Lecture by Jalal Toufic, a thinker, writer, and artist.
This lecture provides an overview of Jalal’s concept of the withdrawal of tradition past a surpassing disaster: ‘To detect this withdrawal, whether symptomatically or otherwise, one is well advised to look for it in messianic movements as well as in artistic and literary works: “With regard to the surpassing disaster, art acts like the mirror in vampire films: it reveals the withdrawal of what we think is still there. ‘You have seen nothing in Hiroshima’ [Duras/Resnais’ Hiroshima mon amour]. Does this entail that one should not record? No. One should record this ‘nothing,’ which only after the resurrection can be available.” We will examine if and how one can record this “nothing,” as well as how to contribute to the resurrection of the withdrawn tradition—without this resurrection tradition becomes a counterfeit of itself.’

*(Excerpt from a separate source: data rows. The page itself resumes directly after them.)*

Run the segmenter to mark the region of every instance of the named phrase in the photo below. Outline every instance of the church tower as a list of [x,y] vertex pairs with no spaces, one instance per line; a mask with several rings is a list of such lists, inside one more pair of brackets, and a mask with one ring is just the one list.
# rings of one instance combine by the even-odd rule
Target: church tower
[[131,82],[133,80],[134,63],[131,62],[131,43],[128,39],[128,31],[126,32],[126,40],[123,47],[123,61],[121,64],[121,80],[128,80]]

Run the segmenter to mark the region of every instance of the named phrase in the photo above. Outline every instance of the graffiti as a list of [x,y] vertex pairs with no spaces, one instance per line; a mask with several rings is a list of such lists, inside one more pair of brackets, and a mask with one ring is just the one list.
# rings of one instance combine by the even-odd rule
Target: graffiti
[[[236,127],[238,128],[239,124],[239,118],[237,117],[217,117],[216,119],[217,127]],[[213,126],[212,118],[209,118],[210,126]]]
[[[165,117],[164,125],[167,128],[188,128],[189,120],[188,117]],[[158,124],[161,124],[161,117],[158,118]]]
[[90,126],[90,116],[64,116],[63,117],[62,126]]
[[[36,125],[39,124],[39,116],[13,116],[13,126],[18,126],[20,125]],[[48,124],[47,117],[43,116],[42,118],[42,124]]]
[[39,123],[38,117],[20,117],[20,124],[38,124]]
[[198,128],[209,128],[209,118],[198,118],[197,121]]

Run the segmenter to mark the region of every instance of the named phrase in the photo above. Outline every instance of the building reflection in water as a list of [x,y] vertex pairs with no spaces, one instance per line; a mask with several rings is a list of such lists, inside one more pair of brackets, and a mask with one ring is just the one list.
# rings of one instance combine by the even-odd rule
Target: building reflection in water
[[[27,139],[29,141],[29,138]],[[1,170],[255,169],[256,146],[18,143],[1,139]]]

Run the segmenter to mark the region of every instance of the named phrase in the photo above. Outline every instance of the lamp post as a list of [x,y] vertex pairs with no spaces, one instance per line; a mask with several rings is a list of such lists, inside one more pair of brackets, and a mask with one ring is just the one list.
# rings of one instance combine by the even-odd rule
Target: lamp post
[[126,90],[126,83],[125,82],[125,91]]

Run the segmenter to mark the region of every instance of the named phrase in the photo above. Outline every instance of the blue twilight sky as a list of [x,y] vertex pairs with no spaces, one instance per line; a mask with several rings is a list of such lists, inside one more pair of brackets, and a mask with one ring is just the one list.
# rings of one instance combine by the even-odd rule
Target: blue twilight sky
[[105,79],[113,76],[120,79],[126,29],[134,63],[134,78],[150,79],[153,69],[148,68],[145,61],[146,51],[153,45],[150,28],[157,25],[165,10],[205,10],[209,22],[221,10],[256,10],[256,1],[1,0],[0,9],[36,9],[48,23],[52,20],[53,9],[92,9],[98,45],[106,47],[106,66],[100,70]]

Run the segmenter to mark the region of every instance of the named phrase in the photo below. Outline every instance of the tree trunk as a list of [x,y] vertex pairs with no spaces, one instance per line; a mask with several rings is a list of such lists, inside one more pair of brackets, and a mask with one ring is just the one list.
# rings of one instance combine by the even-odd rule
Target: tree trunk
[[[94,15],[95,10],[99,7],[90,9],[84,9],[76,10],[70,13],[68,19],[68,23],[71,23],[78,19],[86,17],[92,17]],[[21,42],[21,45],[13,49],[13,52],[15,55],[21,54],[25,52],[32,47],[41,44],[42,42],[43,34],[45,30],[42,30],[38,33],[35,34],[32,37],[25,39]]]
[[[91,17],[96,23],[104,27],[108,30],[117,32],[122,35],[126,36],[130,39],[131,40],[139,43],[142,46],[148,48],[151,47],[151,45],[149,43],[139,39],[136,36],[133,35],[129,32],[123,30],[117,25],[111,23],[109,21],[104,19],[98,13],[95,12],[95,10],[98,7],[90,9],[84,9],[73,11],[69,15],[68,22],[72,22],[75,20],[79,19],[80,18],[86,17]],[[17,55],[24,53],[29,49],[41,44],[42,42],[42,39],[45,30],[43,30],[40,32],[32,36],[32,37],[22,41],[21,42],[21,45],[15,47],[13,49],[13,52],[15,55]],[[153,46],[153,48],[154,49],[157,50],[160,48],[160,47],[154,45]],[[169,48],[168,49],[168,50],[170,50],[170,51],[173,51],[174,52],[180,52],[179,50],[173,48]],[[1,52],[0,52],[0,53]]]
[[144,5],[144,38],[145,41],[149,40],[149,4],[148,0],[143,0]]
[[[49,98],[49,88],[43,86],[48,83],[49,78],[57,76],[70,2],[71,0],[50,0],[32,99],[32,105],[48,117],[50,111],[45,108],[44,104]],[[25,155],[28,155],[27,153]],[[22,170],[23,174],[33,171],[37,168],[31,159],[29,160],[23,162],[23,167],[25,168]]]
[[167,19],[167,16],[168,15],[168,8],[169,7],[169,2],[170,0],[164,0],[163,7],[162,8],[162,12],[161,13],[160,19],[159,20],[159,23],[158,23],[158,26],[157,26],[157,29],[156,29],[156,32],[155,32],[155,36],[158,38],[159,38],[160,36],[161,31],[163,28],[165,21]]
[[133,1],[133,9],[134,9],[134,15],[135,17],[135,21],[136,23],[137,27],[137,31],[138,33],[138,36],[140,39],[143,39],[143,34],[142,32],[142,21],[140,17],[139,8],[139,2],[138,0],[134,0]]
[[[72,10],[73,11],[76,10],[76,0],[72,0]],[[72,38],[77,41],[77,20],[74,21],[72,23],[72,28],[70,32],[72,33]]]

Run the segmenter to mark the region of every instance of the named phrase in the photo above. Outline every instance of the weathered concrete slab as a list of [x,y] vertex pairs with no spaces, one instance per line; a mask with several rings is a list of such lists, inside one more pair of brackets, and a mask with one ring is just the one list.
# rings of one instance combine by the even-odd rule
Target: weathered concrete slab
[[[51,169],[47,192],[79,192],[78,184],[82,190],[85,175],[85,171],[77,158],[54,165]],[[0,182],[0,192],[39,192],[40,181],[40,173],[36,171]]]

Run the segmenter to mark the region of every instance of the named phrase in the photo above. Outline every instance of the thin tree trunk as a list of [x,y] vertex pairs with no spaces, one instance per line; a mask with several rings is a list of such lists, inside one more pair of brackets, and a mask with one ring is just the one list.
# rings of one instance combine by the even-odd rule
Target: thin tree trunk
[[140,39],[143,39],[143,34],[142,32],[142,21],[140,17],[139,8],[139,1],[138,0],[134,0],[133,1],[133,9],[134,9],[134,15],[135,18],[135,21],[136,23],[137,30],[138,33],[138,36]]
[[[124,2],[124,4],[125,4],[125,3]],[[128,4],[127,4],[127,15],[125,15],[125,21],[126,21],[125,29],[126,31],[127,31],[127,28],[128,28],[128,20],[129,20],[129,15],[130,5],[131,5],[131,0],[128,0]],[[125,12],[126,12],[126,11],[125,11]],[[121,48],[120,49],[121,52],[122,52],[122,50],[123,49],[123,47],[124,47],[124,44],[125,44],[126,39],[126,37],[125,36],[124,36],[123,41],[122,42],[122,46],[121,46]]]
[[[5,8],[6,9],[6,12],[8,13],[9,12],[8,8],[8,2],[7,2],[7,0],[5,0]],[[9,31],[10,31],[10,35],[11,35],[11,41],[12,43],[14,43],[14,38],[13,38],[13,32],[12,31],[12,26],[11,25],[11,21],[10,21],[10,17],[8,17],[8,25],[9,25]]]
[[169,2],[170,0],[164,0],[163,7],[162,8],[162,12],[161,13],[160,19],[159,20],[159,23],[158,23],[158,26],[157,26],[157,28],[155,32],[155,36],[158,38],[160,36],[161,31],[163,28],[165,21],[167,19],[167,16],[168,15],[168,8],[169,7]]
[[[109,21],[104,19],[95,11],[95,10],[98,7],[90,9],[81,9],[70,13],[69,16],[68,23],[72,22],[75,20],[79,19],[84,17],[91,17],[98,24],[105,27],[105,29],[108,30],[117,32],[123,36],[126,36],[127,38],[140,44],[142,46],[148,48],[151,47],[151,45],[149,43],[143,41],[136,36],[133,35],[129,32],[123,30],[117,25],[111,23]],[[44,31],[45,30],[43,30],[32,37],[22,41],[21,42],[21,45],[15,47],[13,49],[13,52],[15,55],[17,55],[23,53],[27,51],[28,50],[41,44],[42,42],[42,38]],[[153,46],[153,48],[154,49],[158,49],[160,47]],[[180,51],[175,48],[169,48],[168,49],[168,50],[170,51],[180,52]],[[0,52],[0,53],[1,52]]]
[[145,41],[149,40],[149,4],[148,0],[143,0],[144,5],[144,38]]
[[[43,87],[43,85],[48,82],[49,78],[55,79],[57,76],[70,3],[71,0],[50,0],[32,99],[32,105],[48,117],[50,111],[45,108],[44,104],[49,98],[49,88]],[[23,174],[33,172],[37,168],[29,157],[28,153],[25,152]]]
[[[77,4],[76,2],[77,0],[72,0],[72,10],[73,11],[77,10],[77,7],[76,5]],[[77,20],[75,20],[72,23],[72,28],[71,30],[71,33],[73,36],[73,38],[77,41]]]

Jalal Toufic, film theorist, and video artist, was born in Lebanon in 1962. He is the author of ‘Distracted’ (1991); ‘Vampires: An Uneasy Essay on the Undead in Film’ (1993); Forthcoming (2000); and ‘Undying Love, or Love Dies’ (2002). His videos and mixed media works have been presented in North America, Brazil, the Middle East and Europe. He has also taught at the University of California, Berkeley; the California Institute of the Arts, USC; and Amsterdam’s DasArts and the Rijksakademie.